One method involves burying a passive device, such as a charcoal cannister or an alpha-track detector, in the soil and leaving it open to the soil air. This method allows long-term measurements, but the devices can be affected strongly by soil moisture. In the other method, a sample of soil air is collected from a probe driven into the ground, and the radon in the sample is measured by using electronic equipment. This method provides data quickly, but these short-term measurements may vary greatly due to daily, weekly, and seasonal changes in soil and atmospheric conditions that are averaged out during long-term measurements.
The best data on the physical properties of soils are in soil surveys published by the Soil Conservation Service of the U.S. Department of Agriculture in cooperation with state and county officials. Soil surveys provide descriptions and maps of the soils that underlie the areas described.
Modern soil surveys include permeability data for the mapped soils at varying depths. In older soil reports, no permeability data are given, and soil names and statements regarding internal drainage must be used to estimate permeability.
Indoor radon data
Indoor radon has been measured in many houses, schools, and commercial buildings across the United States. For the most part, these measurements have been made by private homeowners using passive detection devices purchased at a nearby store, ordered by phone, or ordered through the mail. Radon concentrations in some homes and businesses are being measured by private companies as part of real estate transactions. Many local, State, and Federal agencies are measuring radon in buildings for which they are responsible.
Most indoor radon measurements are confidential transactions between homeowners and measurement vendors. The data from these private measurements are not generally available to the public. When they are available, the data are usually given as summaries by state, county, or zip code. Nonetheless, these summaries are useful in determining which regions of the counties, states, or United States seem likely to have elevated indoor radon levels.
By careful examination and correlation, scientists can evaluate the effects of varying geology and soils on actual readings of indoor radon. The indoor radon information can be used as an additional aid to create a radon potential map or it can be used as a way of expressing the radon potential of areas mapped by the geologist. However, differences in house construction also can cause variations in the indoor radon levels.
Scientists create radon potential maps by combining a variety of data, such as the locations of rocks containing high levels of uranium, locations of fractures, aeroradioactivity data, soil data on permeability and radon content, and indoor radon data.

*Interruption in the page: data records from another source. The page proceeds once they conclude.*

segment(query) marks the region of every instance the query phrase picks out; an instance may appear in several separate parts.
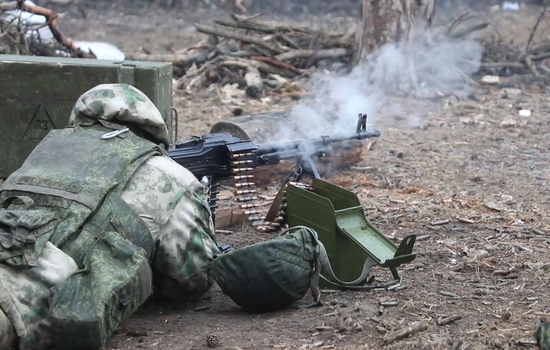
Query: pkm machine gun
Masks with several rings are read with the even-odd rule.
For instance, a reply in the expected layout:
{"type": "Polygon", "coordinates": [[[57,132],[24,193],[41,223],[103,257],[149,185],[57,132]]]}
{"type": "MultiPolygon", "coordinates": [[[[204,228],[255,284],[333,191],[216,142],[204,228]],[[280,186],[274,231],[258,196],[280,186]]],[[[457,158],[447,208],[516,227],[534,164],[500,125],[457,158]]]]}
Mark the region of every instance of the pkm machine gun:
{"type": "Polygon", "coordinates": [[[330,154],[331,144],[380,136],[379,130],[367,130],[366,124],[366,114],[359,114],[354,133],[261,145],[227,133],[210,133],[177,143],[168,153],[197,179],[209,184],[210,209],[215,215],[219,181],[244,180],[256,167],[278,164],[287,159],[295,159],[301,169],[297,178],[292,180],[297,181],[302,174],[320,178],[313,158],[330,154]]]}

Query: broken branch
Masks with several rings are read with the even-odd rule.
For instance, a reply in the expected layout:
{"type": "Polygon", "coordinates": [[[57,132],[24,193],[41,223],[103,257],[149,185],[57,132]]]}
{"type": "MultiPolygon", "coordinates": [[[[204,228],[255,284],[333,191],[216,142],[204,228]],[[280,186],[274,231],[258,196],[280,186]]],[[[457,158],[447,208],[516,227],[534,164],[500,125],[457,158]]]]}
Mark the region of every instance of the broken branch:
{"type": "Polygon", "coordinates": [[[469,35],[473,32],[476,32],[476,31],[481,30],[481,29],[485,29],[488,26],[489,26],[488,22],[474,24],[474,25],[472,25],[468,28],[464,28],[462,30],[459,30],[458,32],[456,32],[454,34],[449,34],[449,37],[451,37],[453,39],[460,39],[460,38],[463,38],[466,35],[469,35]]]}
{"type": "Polygon", "coordinates": [[[256,38],[256,37],[253,37],[253,36],[250,36],[250,35],[230,32],[230,31],[227,31],[227,30],[222,29],[222,28],[212,28],[212,27],[208,27],[208,26],[205,26],[205,25],[202,25],[202,24],[195,24],[195,27],[201,33],[217,35],[217,36],[223,36],[225,38],[231,38],[231,39],[239,40],[239,41],[242,41],[242,42],[245,42],[245,43],[255,44],[255,45],[261,46],[263,48],[266,48],[268,50],[271,50],[273,52],[276,52],[276,53],[283,53],[283,52],[286,51],[279,45],[268,43],[268,42],[266,42],[265,40],[263,40],[261,38],[256,38]]]}
{"type": "Polygon", "coordinates": [[[408,336],[414,333],[422,332],[426,329],[428,329],[427,323],[422,321],[413,322],[408,327],[401,328],[400,330],[388,333],[388,335],[384,338],[384,340],[386,341],[386,343],[392,343],[394,341],[407,338],[408,336]]]}
{"type": "Polygon", "coordinates": [[[281,76],[286,76],[290,78],[293,78],[296,76],[296,74],[293,71],[289,71],[287,69],[280,69],[279,67],[272,66],[268,63],[265,63],[259,60],[254,61],[246,58],[224,57],[224,56],[220,56],[219,60],[220,60],[220,64],[225,66],[235,66],[235,67],[245,68],[245,69],[247,69],[249,66],[252,66],[264,73],[279,74],[281,76]]]}
{"type": "Polygon", "coordinates": [[[204,51],[195,51],[188,54],[144,54],[144,53],[129,53],[126,58],[135,61],[156,61],[156,62],[172,62],[174,66],[187,67],[193,63],[204,63],[207,59],[207,53],[204,51]]]}
{"type": "Polygon", "coordinates": [[[352,55],[351,49],[325,49],[325,50],[293,50],[275,56],[279,61],[289,61],[296,58],[324,59],[352,55]]]}
{"type": "Polygon", "coordinates": [[[243,15],[231,14],[231,17],[235,22],[228,22],[223,20],[216,20],[215,23],[233,28],[241,28],[248,30],[255,30],[257,32],[262,32],[266,34],[275,34],[280,32],[299,32],[306,34],[315,34],[314,30],[309,29],[306,26],[301,26],[299,24],[287,24],[287,23],[277,23],[270,21],[261,21],[261,20],[252,20],[243,15]]]}
{"type": "Polygon", "coordinates": [[[283,69],[288,69],[288,70],[293,71],[293,72],[296,72],[296,73],[298,73],[298,74],[311,75],[311,73],[309,73],[309,72],[307,72],[307,71],[304,71],[304,70],[302,70],[302,69],[296,68],[296,67],[294,67],[294,66],[291,65],[291,64],[288,64],[288,63],[285,63],[285,62],[281,62],[281,61],[277,61],[276,59],[271,58],[271,57],[253,56],[253,57],[251,57],[251,59],[253,59],[254,61],[266,62],[266,63],[269,63],[269,64],[275,66],[275,67],[279,67],[279,68],[283,68],[283,69]]]}

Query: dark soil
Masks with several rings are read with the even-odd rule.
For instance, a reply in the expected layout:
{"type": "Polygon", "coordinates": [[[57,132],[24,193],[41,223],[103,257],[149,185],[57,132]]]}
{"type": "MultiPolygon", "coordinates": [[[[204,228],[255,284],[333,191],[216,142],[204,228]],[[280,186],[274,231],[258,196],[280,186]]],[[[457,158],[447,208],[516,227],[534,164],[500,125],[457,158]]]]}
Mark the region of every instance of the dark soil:
{"type": "MultiPolygon", "coordinates": [[[[86,18],[70,11],[60,26],[73,38],[109,41],[126,52],[168,53],[199,42],[193,23],[206,21],[182,10],[136,11],[90,10],[86,18]]],[[[525,41],[538,12],[481,14],[499,35],[525,41]]],[[[409,126],[404,116],[386,120],[364,161],[326,178],[357,193],[368,219],[396,244],[408,234],[422,237],[416,260],[400,268],[405,289],[325,293],[322,307],[258,315],[243,312],[215,285],[193,305],[148,302],[108,348],[203,349],[209,336],[221,349],[511,349],[532,341],[539,317],[550,315],[550,98],[544,85],[514,87],[519,93],[507,98],[499,86],[477,86],[462,101],[393,100],[415,112],[418,124],[409,126]],[[518,116],[522,108],[532,115],[518,116]],[[385,301],[396,304],[381,306],[385,301]],[[449,316],[458,317],[439,325],[449,316]],[[339,332],[338,319],[354,331],[339,332]],[[428,328],[384,341],[415,321],[428,328]]],[[[244,99],[242,108],[252,114],[296,103],[244,99]]],[[[232,116],[215,89],[177,91],[174,106],[181,139],[232,116]]],[[[273,193],[276,184],[262,191],[273,193]]],[[[233,248],[277,236],[231,230],[218,239],[233,248]]],[[[389,278],[387,270],[373,272],[389,278]]]]}

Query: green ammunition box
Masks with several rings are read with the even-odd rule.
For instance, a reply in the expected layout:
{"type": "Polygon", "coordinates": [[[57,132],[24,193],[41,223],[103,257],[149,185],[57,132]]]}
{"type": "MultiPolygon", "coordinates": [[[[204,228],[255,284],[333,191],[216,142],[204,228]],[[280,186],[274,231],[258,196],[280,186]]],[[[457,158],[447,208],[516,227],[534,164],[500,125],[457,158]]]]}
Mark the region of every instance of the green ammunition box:
{"type": "Polygon", "coordinates": [[[68,125],[78,97],[127,83],[155,103],[172,135],[172,64],[0,55],[0,178],[17,170],[52,129],[68,125]]]}

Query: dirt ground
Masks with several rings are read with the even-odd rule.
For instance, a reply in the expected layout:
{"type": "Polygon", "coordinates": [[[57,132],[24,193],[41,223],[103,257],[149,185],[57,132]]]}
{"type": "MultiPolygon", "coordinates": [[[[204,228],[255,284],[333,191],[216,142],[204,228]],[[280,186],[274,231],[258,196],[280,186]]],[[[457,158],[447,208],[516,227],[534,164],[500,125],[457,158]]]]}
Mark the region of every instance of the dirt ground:
{"type": "MultiPolygon", "coordinates": [[[[134,10],[133,10],[134,11],[134,10]]],[[[483,14],[500,35],[526,40],[538,11],[483,14]]],[[[68,14],[62,29],[80,40],[105,40],[126,52],[179,50],[200,38],[205,17],[155,10],[142,16],[89,11],[68,14]]],[[[341,22],[347,19],[342,18],[341,22]]],[[[349,20],[353,22],[352,20],[349,20]]],[[[495,33],[495,29],[491,33],[495,33]]],[[[388,116],[382,135],[353,169],[327,178],[357,193],[368,219],[396,244],[421,237],[416,260],[400,267],[404,288],[324,293],[323,306],[248,314],[216,285],[193,305],[150,301],[123,325],[109,349],[515,349],[532,341],[540,316],[550,316],[550,97],[545,84],[475,86],[470,98],[400,101],[418,116],[388,116]],[[520,117],[520,109],[532,111],[520,117]],[[395,302],[382,306],[384,302],[395,302]],[[442,319],[456,316],[448,324],[442,319]],[[338,319],[360,325],[339,332],[338,319]],[[412,322],[428,327],[405,339],[384,337],[412,322]],[[328,326],[328,327],[325,327],[328,326]]],[[[244,113],[288,108],[297,101],[245,100],[244,113]]],[[[212,90],[175,92],[180,138],[231,118],[212,90]]],[[[264,188],[266,192],[274,187],[264,188]]],[[[276,237],[233,227],[220,242],[233,248],[276,237]]],[[[373,270],[379,279],[389,271],[373,270]]],[[[308,298],[309,296],[306,296],[308,298]]],[[[305,301],[307,299],[304,299],[305,301]]],[[[447,319],[448,321],[449,319],[447,319]]]]}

Not all of these types of data are available for every area, and radon potential maps for different areas may vary if they are based on different types of data. For instance, radon potential maps and data sets prepared by the U.S. Geological Survey (USGS) of Montgomery and Prince Georges Counties, Maryland, and Fairfax County, Virginia, are based on different data. The radon potential of Montgomery County was estimated by USGS geologists using measurements of soil radioactivity, measurements of soil-air radon, general geologic and soil maps, and indoor radon measurements reported by homeowners.
Three levels of radon potential were identified in the counties. Low radon potential means that the majority of homes contain less than 4 pCi/L of indoor radon. Moderate radon potential indicates that one-third to one-half of the homes have more than 4 pCi/L. High Radon potential means that the majority of homes contain more than 4 pCi/L.